A blowhard, forcibly retired politician who bloviates on any and every subject to make himself feel important and to hear himself talk.
They're closing parish churches in St. Louis, but I'm sure you are right that there are places where it is healthier. But you bypass the point about the couple hundred mill in settlements.
But I wish we wouldn't argue. Seriously. I only want the best for the Mother Church and I want the freaks, weirdo's and deviants excommunicated and gone, just like I want the Episcopal church to be cleansed.
Unfortunately, I'm not so sure there is a mechanism to cleanse the Episcopal church so I may ride the schism wave back to Rome in the end, or hop over to a Roman parish and take Catechism class and be Received. Maybe I'd better not wait too long. Hmmmm.
Mario is in the long tradition of the gnostic heretics.
I wasn't trying to argue with you per se. It was that from my vantage point, I've seen great improvements in the Catholic Church over the last couple of decades. I think JPII stopped the bleeding.
But you are absolutely correct about the whole "priests gone wild" crap and its aftermath. Hopefully Benedict will continue to clean house!
The Episcopal Church cannot be cleansed. Why? It is argumentative whether Darwin or the German royals (including those of the present generation) were more damaging to the Church of England (and thus to Episcopalians). Darwin assured the elitists, albeit obliquely, that rampant promiscuity was OK; the final nail in the coffin was when the German royals, through their own actions and neglect of the Church, instructed the flock that it was OK not to believe.
It can be noted that, except for Catholics, all those bodies gaining members between 1990 and 2000 generally are considered Conservative Protestants, while most of those showing a decrease in number of adherents generally are considered Moderate or Liberal Protestants.
Dear Pope Benedict XVI, Your Holiness:
We have a failure to excommunicate here. Please do your papal best and bap this bozo.
Yours faithfully in the temper of St. Columba,
Siobhan
I had the same reaction to Mario's comment on God not completing His creation. What???

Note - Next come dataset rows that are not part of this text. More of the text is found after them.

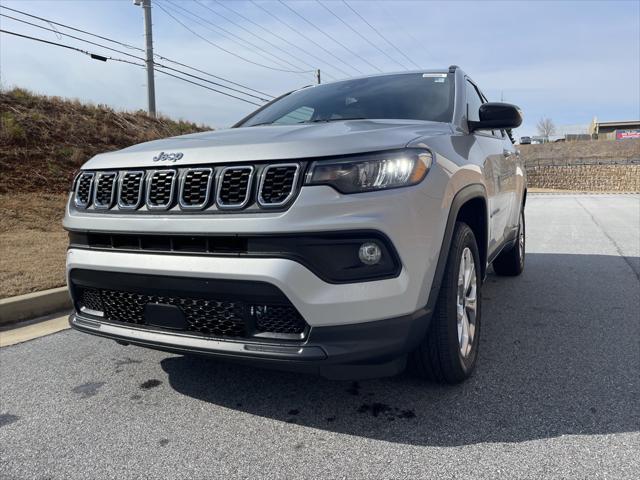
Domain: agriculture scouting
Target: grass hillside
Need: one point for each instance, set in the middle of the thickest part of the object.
(43, 140)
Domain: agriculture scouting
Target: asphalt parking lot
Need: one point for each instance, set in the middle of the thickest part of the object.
(555, 394)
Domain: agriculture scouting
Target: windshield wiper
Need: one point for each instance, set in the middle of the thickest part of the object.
(322, 120)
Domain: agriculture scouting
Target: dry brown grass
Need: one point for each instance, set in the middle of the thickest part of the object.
(32, 243)
(43, 140)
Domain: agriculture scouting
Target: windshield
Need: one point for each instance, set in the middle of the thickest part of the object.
(412, 96)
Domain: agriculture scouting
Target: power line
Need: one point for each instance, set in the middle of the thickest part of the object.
(233, 22)
(235, 38)
(136, 57)
(72, 28)
(208, 88)
(278, 37)
(305, 37)
(331, 38)
(219, 47)
(366, 39)
(380, 34)
(134, 48)
(104, 59)
(70, 36)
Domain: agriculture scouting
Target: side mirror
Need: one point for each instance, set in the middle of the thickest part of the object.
(497, 116)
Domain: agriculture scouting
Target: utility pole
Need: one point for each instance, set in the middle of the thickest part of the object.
(151, 87)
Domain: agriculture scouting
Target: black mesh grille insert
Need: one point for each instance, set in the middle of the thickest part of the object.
(130, 189)
(195, 188)
(218, 318)
(234, 186)
(160, 190)
(277, 319)
(83, 190)
(105, 185)
(91, 299)
(278, 184)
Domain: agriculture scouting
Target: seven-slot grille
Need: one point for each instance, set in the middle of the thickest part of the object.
(277, 184)
(160, 189)
(210, 189)
(105, 189)
(196, 184)
(84, 186)
(130, 194)
(234, 187)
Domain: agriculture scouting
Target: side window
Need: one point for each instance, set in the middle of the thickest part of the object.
(473, 102)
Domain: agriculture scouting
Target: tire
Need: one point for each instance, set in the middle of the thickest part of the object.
(444, 356)
(510, 263)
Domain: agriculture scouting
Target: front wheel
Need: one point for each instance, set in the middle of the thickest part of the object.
(449, 351)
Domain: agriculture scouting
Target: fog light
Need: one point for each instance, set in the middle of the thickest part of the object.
(369, 253)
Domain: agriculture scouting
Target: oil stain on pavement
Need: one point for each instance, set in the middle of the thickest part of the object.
(150, 384)
(87, 390)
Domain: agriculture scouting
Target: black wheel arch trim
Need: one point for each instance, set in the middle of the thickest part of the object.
(467, 193)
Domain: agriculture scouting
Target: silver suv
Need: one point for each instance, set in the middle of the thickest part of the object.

"the Second Vatican Council that brought Catholicism a bright new enlightenment in the 1960s." The intention was to remove mandatory Catholic practices which were considered to be more valid as optional, pious practices, such as meatless Fridays (I still go meatless on most Fridays). Upgrading the language of the mass to the vernacular was a help for understanding. Mario gets it wrong however, since the so-called "spirit of Vatican II" was not meant to throw out the entire culture and popular piety to the point that long-held Catholic practices became nearly extinct over the last 35 years. This is the precise situation we are in now, and the exact reason that Pope Benedict will very likely encourage a return to some of the more beautiful aspects of liturgy which were too hastily discarded. He believes many of the problems in the church is due to a lack of faith; trust in the Lord with all your heart, and great things can and will happen!
I will buy what you say about the coffin nails in the CofE, though I don't really know. I'm just saying it may not be possible to cleanse it because the enforcement mechanisms do not exist. It really is NOT one Holy Catholic and Apostolic Church (or part thereof) it is a system in which each diocese is largely a power unto itself. Griswold and the communist/secularists at the top have no power over us but we have no power to shut them up except to withold donations, which I am doing.
I hope Benedict does. I was saying to the other poster that I don't think the Episcopal church can be cleansed because there is no mechanism with which to do it. With the RC there is Excommunication, which seems to have fallen largely out of favor. Let us hope that Benedict revives it.
I will probably join you soon. The Holy Spirit will show me the way.